Hirschsprung's disease (HD) involves the entire colon in less than 5% of cases, and the association of extensive HD with intestinal malrotation is very rare. This association of symptoms may delay both diagnosis and treatment. An infant presented with an intermittent occlusive syndrome that began neonatally. Intestinal malrotation was diagnosed radiologically, and treated surgically when the child was 2 months old. However, a chronic occlusion persisted. Biopsies of the rectum and the appendix demonstrated an absence of neurons in intestinal plexi. When the child was 17 months old, ileostomy and surgical excision of the segment affected by HD (the colon and terminal ileum) were performed. An ileoanal anastomosis was performed at the age of 29 months, with favorable outcome. The persistence of symptoms of intestinal occlusion after attempted treatment of intestinal malrotation must therefore suggest the possibility of associated HD in a young child.

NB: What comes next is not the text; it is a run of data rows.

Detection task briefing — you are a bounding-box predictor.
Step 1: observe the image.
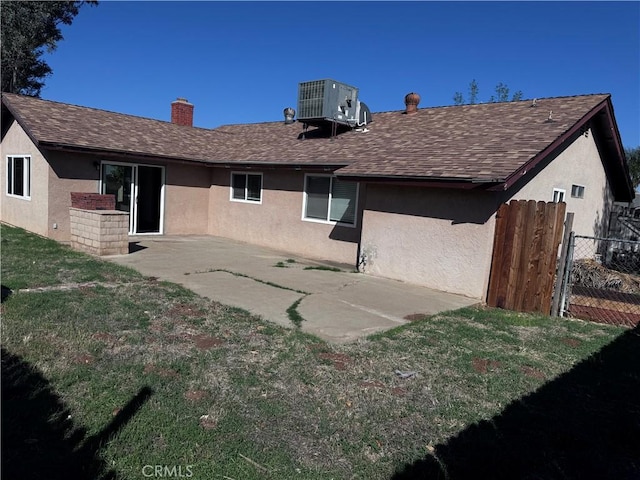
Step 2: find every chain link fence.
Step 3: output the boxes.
[565,235,640,327]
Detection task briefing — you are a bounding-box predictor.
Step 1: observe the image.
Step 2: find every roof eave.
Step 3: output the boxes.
[500,95,634,201]
[40,141,348,171]
[2,95,40,148]
[336,170,505,189]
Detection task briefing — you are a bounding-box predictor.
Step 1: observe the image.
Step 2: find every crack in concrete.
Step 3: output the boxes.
[15,282,125,293]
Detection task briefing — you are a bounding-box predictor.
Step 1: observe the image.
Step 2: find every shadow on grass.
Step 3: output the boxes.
[2,348,153,480]
[392,327,640,480]
[2,285,13,302]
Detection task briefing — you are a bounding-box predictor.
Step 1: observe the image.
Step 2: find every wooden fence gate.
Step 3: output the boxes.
[487,200,566,315]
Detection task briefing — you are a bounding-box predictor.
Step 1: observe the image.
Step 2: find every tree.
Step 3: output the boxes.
[624,147,640,189]
[0,1,98,97]
[453,79,522,105]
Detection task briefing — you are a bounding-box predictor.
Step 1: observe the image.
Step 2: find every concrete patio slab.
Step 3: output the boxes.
[108,236,479,342]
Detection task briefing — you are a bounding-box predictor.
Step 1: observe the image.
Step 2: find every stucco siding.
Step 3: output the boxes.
[0,122,49,235]
[164,164,211,235]
[361,184,496,299]
[209,169,362,266]
[507,130,613,236]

先天性巨结肠(HD)在不到5%的病例中累及整个结肠,广泛型HD与肠旋转不良的关联非常罕见。这种症状关联可能会延迟诊断和治疗。一名婴儿自出生起就出现间歇性肠梗阻综合征。经放射学诊断为肠旋转不良,并在患儿2个月大时进行了手术治疗。然而,慢性肠梗阻持续存在。直肠和阑尾活检显示肠神经丛中无神经元。患儿17个月大时,进行了回肠造口术以及对受HD影响的节段(结肠和回肠末端)进行手术切除。29个月大时进行了回肠肛管吻合术,结果良好。因此,在尝试治疗肠旋转不良后肠梗阻症状持续存在,必须提示幼儿存在相关HD的可能性。